Sakvarelidze does not believe that the Congress is an "apolitical event". He says: "We don't view the Russian people as being equal to the country's leadership either. It wasn't Russian authors, actors and businessmen or ordinary workers who bombed Georgia. But we don't invite representatives of the Russian intelligentsia to Tbilisi and demand that they disavow Putin or Medvedev."

And in Sakvarelidze's opinion, the issuing of visas and air traffic can be resumed without "any congresses and conferences, it just needs the good will of the authorities". He sees elements of a political game in the planned event. But he declined to comment on the Patriarch's intention to visit it. "The Catholicos is an irreproachable figure. It would be discourteous to assess his actions. He has done a lot for Georgia, including to restore Georgian-Russian relations. At the same time Ilia II remains outside politics."

The political commentator did not rule out the possibility that many "famous and not especially famous Georgians" will go to the Congress. Many people experience nostalgia for good relations, for the old times. The Russian and Georgian intelligentsia - actors, directors, writers - will continue to associate with each other, irrespective of who the head of state is.

The Director of the International Conflicts and Negotiations Centre Georgi Khutsishvili thinks that "it is just still too early to organize" such a congress.

He noted that such meetings between country-men are traditionally organized in every country. The problem here is that too little time has passed since the August events. "There has actually been no reconciliation yet. Yet this congress is taking place in the country whose leadership decided to launch the bombings. This is what has provoked the negative reaction in our local media."

In his view, if such an event is appropriate now, then it should take place in a neutral place to avoid possible tensions. "But here a political subtext can, alas, not be ruled out. Therefore many people are declining to make the trip to Moscow."

Nevertheless, Khutsishvili stressed that talks need to be resumed with Russia in the near future at all levels. "I will go to any event which could improve relations between the countries. Popular diplomacy is one of the powerful means to achieve this," he stressed.

His colleague Kakha Katsitadze is genuinely baffled about the information war which has developed over the Congress.

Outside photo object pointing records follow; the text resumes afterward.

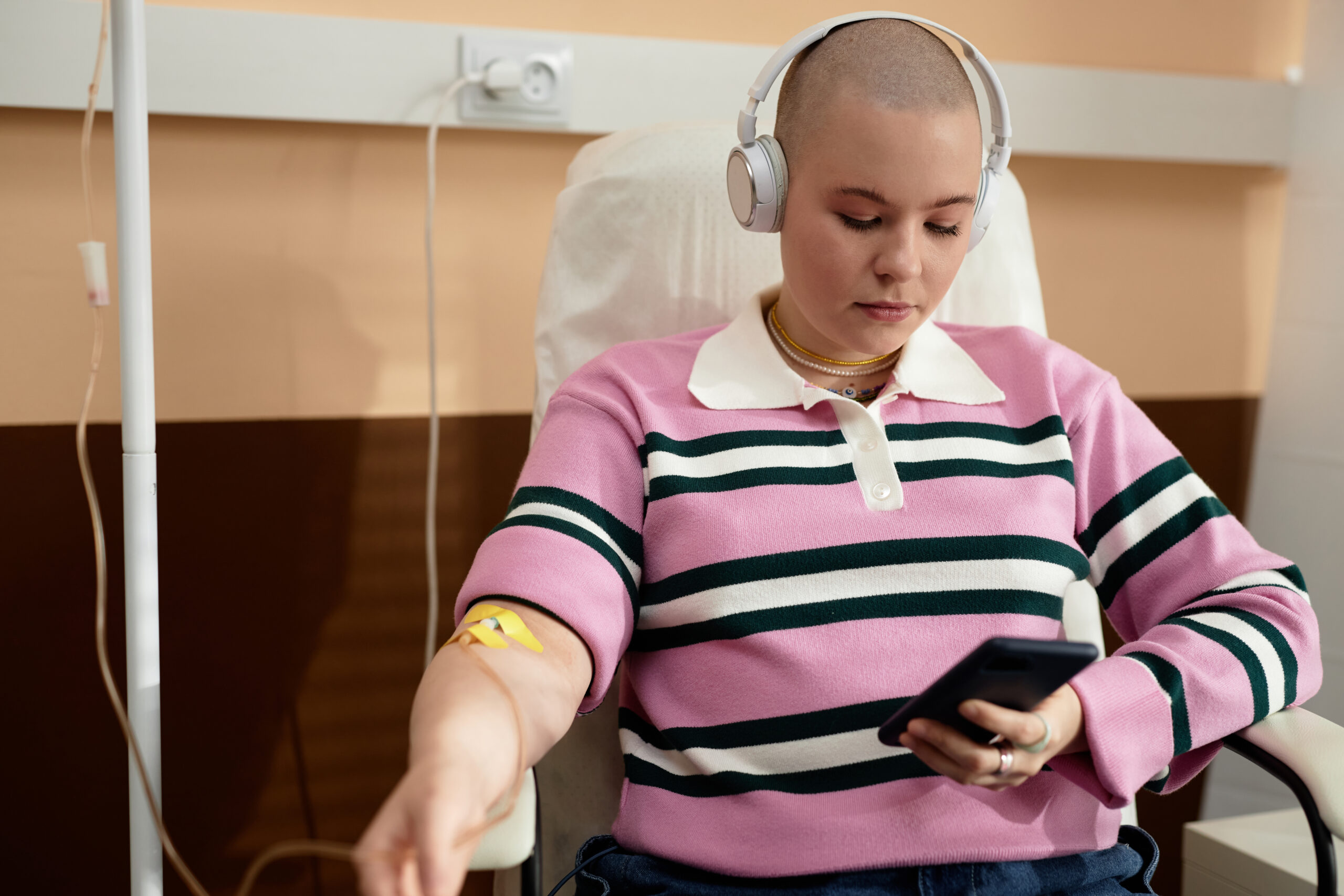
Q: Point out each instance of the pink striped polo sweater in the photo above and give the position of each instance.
(781, 567)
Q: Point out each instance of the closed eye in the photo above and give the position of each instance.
(859, 224)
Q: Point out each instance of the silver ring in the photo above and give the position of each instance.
(1004, 761)
(1045, 739)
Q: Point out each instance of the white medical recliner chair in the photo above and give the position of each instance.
(644, 245)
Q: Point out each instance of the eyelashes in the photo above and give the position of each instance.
(860, 225)
(863, 225)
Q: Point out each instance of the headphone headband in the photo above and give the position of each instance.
(999, 123)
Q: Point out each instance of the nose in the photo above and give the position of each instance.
(898, 257)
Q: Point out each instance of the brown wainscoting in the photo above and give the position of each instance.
(292, 625)
(292, 581)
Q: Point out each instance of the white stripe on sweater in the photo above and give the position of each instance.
(580, 520)
(810, 754)
(817, 587)
(1258, 644)
(1143, 520)
(1263, 579)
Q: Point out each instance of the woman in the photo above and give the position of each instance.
(788, 525)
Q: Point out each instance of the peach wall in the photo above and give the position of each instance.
(1244, 38)
(288, 257)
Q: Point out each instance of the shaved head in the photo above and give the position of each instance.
(889, 62)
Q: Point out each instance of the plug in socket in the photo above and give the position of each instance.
(538, 93)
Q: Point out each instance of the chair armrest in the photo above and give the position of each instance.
(511, 841)
(1304, 751)
(1314, 749)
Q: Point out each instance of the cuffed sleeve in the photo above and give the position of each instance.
(1218, 632)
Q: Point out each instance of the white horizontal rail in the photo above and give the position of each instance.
(258, 65)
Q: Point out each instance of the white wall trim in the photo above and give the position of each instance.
(258, 65)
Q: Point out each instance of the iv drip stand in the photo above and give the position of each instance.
(139, 464)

"For Georgia's political life, this is an insignificant event. Its importance is being artificially exaggerated by our authorities. Why? Probably because they are pursuing their goals. But mainly, it is an attempt to discredit Khubutia himself (various media outlets are saying, in particular, that Moscow is apparently grooming him to become the Georgian prime minister - I.P.), especially because very few people in Georgia know about him. For most citizens the background of the president of the Union of Georgians - whether or not he is an agent, whether or not he has met with Saakashvili, - is of absolutely no importance, people just want to live normally. Even now lots of people, even since the August events, would like to go and earn their living in Russia. So, there is nothing bad about the fact that compatriots are going to meet up and discuss their problems. Quite the opposite, if air traffic is restored and the borders are opened, everyone will be just delighted. I think that people should be given information - what type of congress is taking place, what the agenda is, what will be participating. But we have problems with receiving information. If, as Khubutia said, political issues will not be discussed at the Congress, then I'm sure that many Georgians will want to go to Moscow."